My opinion of this is it is lack of education, empathy and quite frankly a lot of ignorance! When I went on maternity leave with birth child I think people could relate to it more so it was "easier" for others to get it! Whereas going on Adoption leave people generally don't know how to react so they can appear frosty. I think on one hand people are generally very nosey and that is fine if you are happy to discuss but when you are pre-panel there isn't always much to discuss. I would suggest that your employer got a little bit of advice on supporting adoptive parents as I am quite sure you won't be the first :) I was very open about our circumstances although looking back on it I don't know why as it was none of their business just ours!

What you need to focus on is yourselves and your little one/ones when you are matched/placed. You will get so much love and support and believe me you will find Adopters around every corner as there are a lot more than we anticipated that is for sure!

Keep smiling and good luck with Panel, very exciting times ahead for you
xx

Edited 17/02/2021
Tom and Gemma November 13, 2019 18:58

Hi,

Good luck for panel, I am sure you will smash it!

I agree 100% with SunnyD, My opinion of this is it is lack of education, empathy and quite frankly a lot of ignorance!

I have been very fortunate in my current job however my last employer was the opposite and this was at the time we was going through fertility checks, treatments etc and at one point refused to let me have the time off I needed. In the end I left my position, best thing I ever did!

Try to focus on the future, yourselves and the little one that you are going to be welcoming into your family.

Good luck and keep smiling.

Gemma

Edited 17/02/2021
bluelizard November 14, 2019 12:06

Hi,

Completely agree that people don't really know a lot about adoption. I didn't share our plans with many people at work, excpet those that needed to know and a couple of people who I consider friends. However, I did have a rather bumper ride, being made redundant shortly after AS was placed with us. OH also lost his job at roughly the same time - it was during the crash, when lots of people were made redundant. It was a worrying time, made worse by work not paying my redundancy properly and having to job hunt at the same time.

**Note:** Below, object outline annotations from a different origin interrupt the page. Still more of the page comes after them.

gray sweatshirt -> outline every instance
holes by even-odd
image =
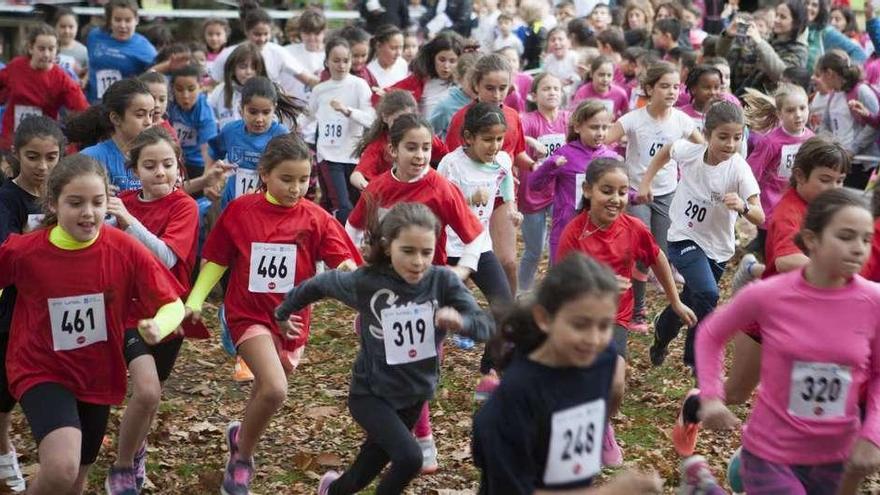
[[[434,396],[440,374],[436,350],[446,336],[445,329],[434,328],[436,310],[455,308],[463,320],[460,333],[474,340],[487,340],[495,329],[492,318],[461,280],[448,268],[437,266],[429,268],[417,284],[407,283],[390,266],[362,267],[351,273],[327,271],[291,290],[275,310],[275,318],[286,320],[292,312],[325,297],[360,313],[361,348],[352,369],[350,393],[381,397],[396,409]],[[383,317],[391,332],[388,338]],[[433,342],[425,342],[431,328]],[[417,360],[388,364],[408,359]]]

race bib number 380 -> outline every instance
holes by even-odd
[[[431,303],[382,310],[385,362],[406,364],[437,355]]]
[[[813,420],[843,417],[850,385],[852,372],[847,366],[795,361],[791,367],[788,413]]]
[[[284,294],[293,289],[295,277],[295,244],[251,243],[249,291]]]
[[[544,484],[583,481],[602,469],[605,401],[596,399],[553,414]]]
[[[49,299],[52,344],[70,351],[107,340],[104,294]]]

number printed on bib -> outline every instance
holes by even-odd
[[[779,176],[783,179],[791,178],[791,169],[794,168],[794,157],[799,149],[801,149],[800,143],[782,145],[782,151],[779,153]]]
[[[553,413],[544,484],[562,485],[599,474],[604,433],[603,399]]]
[[[248,290],[285,294],[296,277],[296,244],[251,243]]]
[[[98,98],[104,96],[104,93],[110,89],[110,86],[113,86],[113,83],[121,80],[122,73],[116,69],[102,69],[95,72],[95,82],[98,85],[96,88]]]
[[[256,191],[259,180],[256,170],[238,167],[235,171],[235,197]]]
[[[414,363],[437,355],[433,304],[385,308],[381,316],[386,363]]]
[[[70,351],[107,340],[104,294],[49,299],[52,345]]]
[[[814,420],[843,417],[850,385],[852,372],[847,366],[795,361],[791,367],[788,413]]]

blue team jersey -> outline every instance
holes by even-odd
[[[107,174],[110,176],[110,184],[118,187],[119,192],[140,189],[141,180],[134,175],[130,168],[125,166],[127,159],[112,139],[89,146],[82,150],[81,153],[98,160],[101,165],[104,165],[104,168],[107,169]]]
[[[223,126],[220,134],[211,140],[211,158],[226,160],[238,168],[235,175],[226,181],[226,189],[220,202],[222,208],[248,190],[257,188],[259,181],[256,170],[260,156],[273,137],[288,132],[287,126],[279,122],[272,122],[269,129],[262,134],[248,132],[244,120],[236,120]]]
[[[199,148],[217,136],[217,120],[204,93],[189,111],[180,108],[174,100],[168,103],[168,121],[177,132],[187,165],[204,167],[205,160]]]
[[[156,60],[156,48],[146,38],[135,33],[127,41],[113,38],[103,28],[95,28],[86,39],[89,50],[89,103],[104,96],[113,83],[138,76]]]

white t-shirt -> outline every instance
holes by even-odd
[[[705,144],[685,139],[672,145],[671,156],[681,167],[682,178],[669,206],[672,224],[667,239],[694,241],[709,258],[727,261],[735,248],[737,213],[724,206],[724,195],[736,193],[746,201],[761,190],[739,153],[713,166],[703,160],[706,149]]]
[[[629,183],[638,186],[642,177],[651,165],[663,145],[681,138],[689,137],[694,132],[694,121],[676,108],[664,120],[655,120],[642,107],[633,110],[617,120],[626,133],[626,169]],[[678,184],[678,170],[675,161],[670,161],[657,172],[652,183],[655,196],[663,196],[675,191]]]
[[[495,209],[495,197],[502,191],[502,183],[513,179],[513,161],[510,155],[501,151],[495,155],[495,163],[486,165],[477,163],[459,146],[452,153],[444,156],[437,166],[437,172],[449,179],[449,182],[464,195],[464,199],[474,215],[483,224],[483,233],[477,238],[479,253],[492,250],[492,237],[488,235],[489,219]],[[512,182],[509,183],[512,186]],[[513,201],[513,188],[506,187],[510,197],[503,198],[505,201]],[[446,254],[451,257],[460,257],[464,251],[464,242],[452,227],[446,226]]]
[[[364,129],[373,124],[376,112],[370,103],[373,92],[363,79],[346,74],[341,81],[328,79],[312,89],[309,95],[309,115],[318,128],[318,160],[337,163],[357,163],[351,155]],[[339,100],[351,109],[346,117],[330,106]]]
[[[409,67],[403,57],[397,57],[397,60],[387,70],[379,65],[379,59],[374,58],[372,62],[367,64],[367,69],[370,69],[380,88],[392,86],[409,75]]]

Not sure whether work's decision to make me redundant was somewhat influenced by my adoption leave, but I tried not to focus on this, even though advertised a suspiciously similar job as soon as I left (that's illegal to do that without offering it to the person who was made redundant first!) I actually ended up working in the company that subsequently took over the one I worked for, which meant I was encountering the same people again. But water under the bridge as they say....

Focus on yourselves, do work as normally as you can and try not to be annoyed by ignorance.

Edited 17/02/2021
PaintedLady November 14, 2019 21:01

Thank you all for your advice. It is great to hear other people’s experiences. Nice to know that we aren’t the only ones. It’s a shame that employers can’t be a bit more open minded and have a willingness to learn about the adoption process and how long and demanding it is. I guess that is just asking too much.